Sleep barely has time to reach me when I hear it.
A sound. Faint, distant. Crying.
It takes a second to register what it is.
A baby.
The soft, broken wail of a baby echoing somewhere below.
My skin prickles. Every hair on my arms stands on end. There shouldn’t be any sound like that in this house. Not yet.
God, I knew it. It’s haunted. This whole nightmarish Home Depot from Hell is haunted by the ghosts of Victorian children, and I’m finally finding out.
Okay, maybe not. But still.
I sit and wait to hear it again. My eyes flick to the window. Maybe it’s the wind? Between the branches, or in the cracks of this old house, it could easily sound like wailing.
Then I hear it again.
It’s not the wind.
It’s very, very real.
I throw back the blankets and swing my legs out of bed. The floor feels cold under my feet. I press a hand to my stomach instinctively, as if I can somehow shield her from whatever this is.

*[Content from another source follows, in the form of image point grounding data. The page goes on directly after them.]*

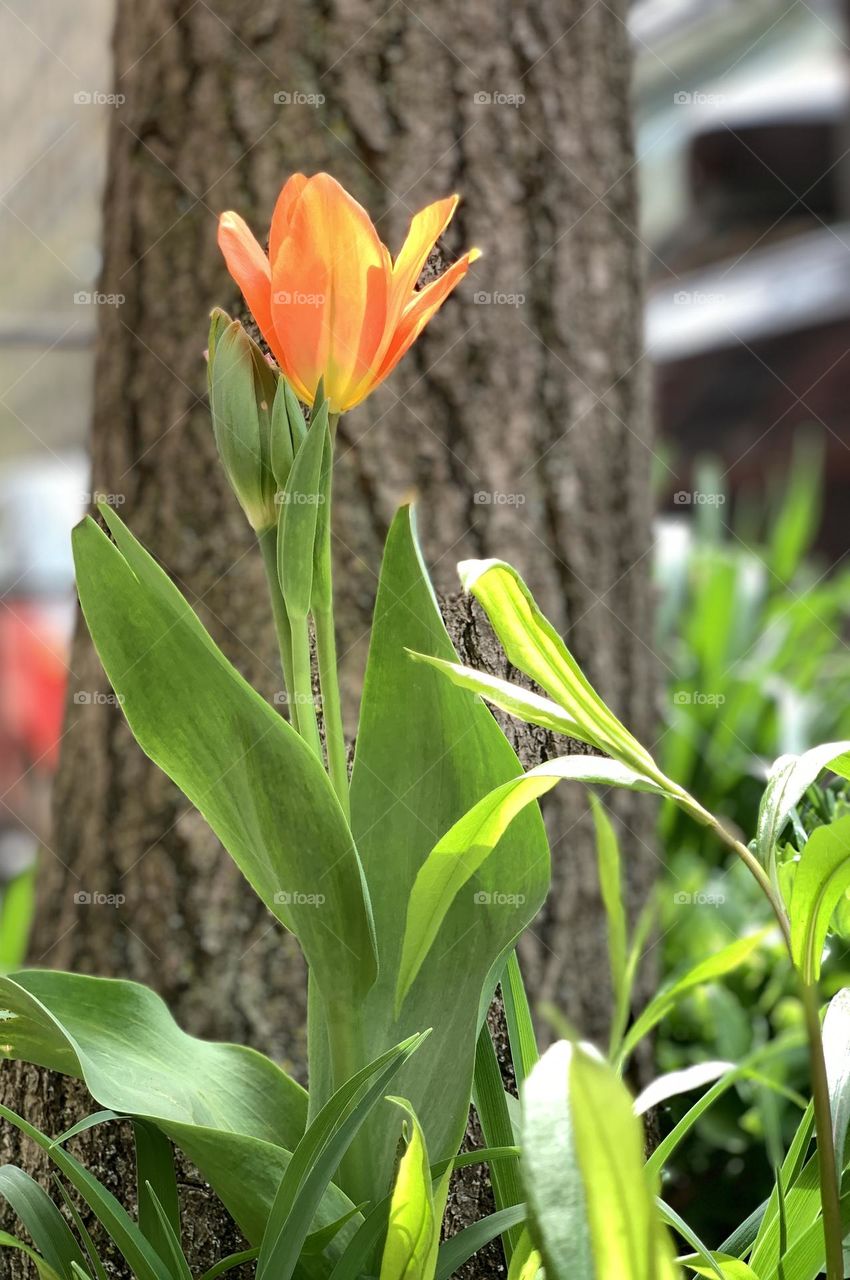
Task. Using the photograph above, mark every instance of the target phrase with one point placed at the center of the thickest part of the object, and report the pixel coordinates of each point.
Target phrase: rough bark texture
(520, 423)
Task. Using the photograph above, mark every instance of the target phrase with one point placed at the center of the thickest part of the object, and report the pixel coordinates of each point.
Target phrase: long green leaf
(457, 1251)
(822, 877)
(494, 1118)
(611, 891)
(155, 1168)
(50, 1234)
(318, 1156)
(517, 1016)
(590, 1202)
(465, 849)
(406, 790)
(526, 705)
(707, 970)
(44, 1269)
(415, 1211)
(251, 776)
(836, 1052)
(789, 780)
(234, 1112)
(140, 1256)
(534, 647)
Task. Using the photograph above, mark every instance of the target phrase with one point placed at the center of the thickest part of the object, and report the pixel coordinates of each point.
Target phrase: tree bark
(520, 421)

The crying continues. Low, rhythmic, unmistakable.
Some instinct inside me pushes me to the door. I’d chalk it up to hormones, but the last time I did that, I ignored the prickling feeling at the back of my neck, and that’s how Anatoli cornered me. I’m not making that mistake twice.
I grab my robe and slip it on, my pulse quick and uneven. “Hello?” My voice sounds small, almost swallowed by the dark.
No answer. Just that same haunting sound.
I follow it down the hall. The lights are dim. The walls stretch long and quiet.
“The Bent-Neck Lady isn’t real,” I mutter to myself as my eyes flick to the banister despite my best rational efforts. “The Bent-Neck Lady isn’t real. We’re not even on a hill.”
At the top of the stairs, I stop.
The sound is clearer now. It sounds like it’s rising up from the first floor, just below.
I grip the railing and hesitate. It could still be nothing. The house creaks sometimes. Pipes. Old wood. Maybe it’s in my head.
But then the cry rises again. And there’s a lot of things I can ignore, but a crying baby while I’m nine months pregnant?
Good luck beating biology, brain.
I take one step down. Then another. And that’s when it happens.
Something shoves me from behind—hard.
The world flips. My breath catches in my throat as I lose my footing.
I reach for the banister, miss, and tumble forward into the dark.